The most well-known of the phytocannabinoids, aside from CBD, is tetrahydrocannabinol, or THC. THC is the psychoactive compound found in marijuana that makes you high. To be clear, CBD and the other phytocannabinoids are not psychoactive, and will not make you high. They have other benefits, but they are not psychoactive.

Full-Spectrum Phytocannabinoids
While CBD is the most prevalent phytocannabinoid in hemp, it isn’t the only one. In fact, cannabinoids work together to create a greater overall synergistic activity. In scientific literature, the name for this is “the entourage effect.” This is similar to the way that various vitamins and minerals work together synergistically.

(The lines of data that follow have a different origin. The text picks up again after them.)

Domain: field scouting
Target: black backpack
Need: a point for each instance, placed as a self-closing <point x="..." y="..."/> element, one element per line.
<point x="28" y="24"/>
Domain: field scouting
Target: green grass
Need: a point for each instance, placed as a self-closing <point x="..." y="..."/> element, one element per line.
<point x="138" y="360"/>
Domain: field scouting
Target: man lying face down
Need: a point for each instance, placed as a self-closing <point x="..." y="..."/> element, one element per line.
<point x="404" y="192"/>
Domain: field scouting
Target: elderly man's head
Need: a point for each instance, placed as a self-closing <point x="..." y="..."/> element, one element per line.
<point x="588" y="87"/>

If you’re just using isolated CBD, you’re not getting the benefits of the entourage effect.

A full-spectrum hemp extract, on the other hand, provides a full array of naturally-occurring phytocannabinoids, including a defined amount of CBD. That’s what you want: full-spectrum phytocannabinoids, not CBD isolate. It should also be noted that CBD isolate is less expensive than full-spectrum, as well as less effective.

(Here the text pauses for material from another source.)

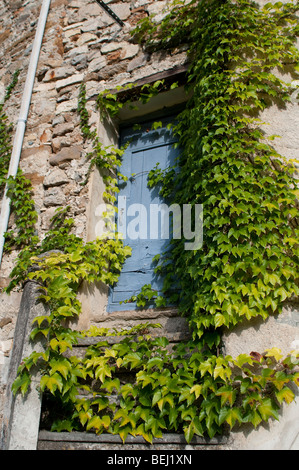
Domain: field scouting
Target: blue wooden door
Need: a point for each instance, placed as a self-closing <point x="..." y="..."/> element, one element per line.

The Endocannabinoid System
While most people can probably name a couple of body systems, like the immune and cardiovascular systems which consist of defined organs and other structures, the vast majority of people are unaware of the endocannabinoid system (ECS). The ECS is a different type of system, composed of a series of receptors which occur throughout the nervous system and, consequently, throughout every system in the body. The ECS plays a major role in regulating many physical and cognitive processes in the body.

In addition, the body produces endocannabinoids, which are its own internal cannabinoids. These activate the ECS receptors to initiate a cascade of powerful and important effects. Likewise, phytocannabinoids work with endocannabinoids to support and provide healthy functioning of the ECS. Just as every other system in the body needs nutritional support to stay healthy, the ECS needs such support as well. Supplementation with phytocannabinoids can help in the nourishment of the ECS.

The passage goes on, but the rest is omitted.